Na mesma hora o bigodudo pegou o cinto e antes de colocá-lo isolou na madeira e disse:

“-Vira essa boca pra lá, isola! Fala pra Jesus me colocar no final da agenda dele!”

Nessa hora eu até achei graça por conseguir amedrontar um ladrão...

Então, aproveitando-me daquele momento em que o homem está de cinto, na tola intenção de mudar o pensamento dele, tive uma ideia tresloucada e falei para que o ladrão se apiedasse de mim:

- É, empregada doméstica sofre... – Falei com cara mais desolada que pude fazer.

“- Eu desço de quinze em quinze dias... Você desce todos os dias?” – Quis saber ele.

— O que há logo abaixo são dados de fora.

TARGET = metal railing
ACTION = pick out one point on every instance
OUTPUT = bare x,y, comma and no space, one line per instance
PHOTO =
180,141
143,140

- Não... Toda semana. – Assustei-me, pois não imaginei que ele me faria uma pergunta dessas.

“- Trabalha no Centro?” – Quis saber mais.

“-Não.” - Respondi.

A partir desse momento o bigodudo descerrou sobre sua vida profissional nos mínimos detalhes e o tal suspeito ladrão deu lugar a um bom moço trabalhador e que revelou que mora aqui na cidade, Lizandra. Somos praticamente vizinhos, acredita?

Antes de sair do ônibus foi ele quem fez a gentileza de descer a minha mala. E olhando daquele modo penetrante ainda me disse:

“-Se você é elegante e linda deste jeito, fico imaginando a sua patroa... Foi um prazer viajar ao seu lado!”

Dei uma sonora risada, agradeci e me afastei rápido dele.

“-Ha, ha, ha,  você é maluca Zéti! Ele acreditou que você era empregada doméstica?”

- Sei lá... Mas, pelo jeito acreditou mesmo! Nunca mais vou julgar ninguém, pois já vi que não sou boa nisso! A mente medrosa faz com que criemos situações absurdas. O medo faz-nos tão perigosos quanto um ladrão.– Confessei.

- Você tem toda razão, amiga, você tem toda razão... – Concordou Elizandra.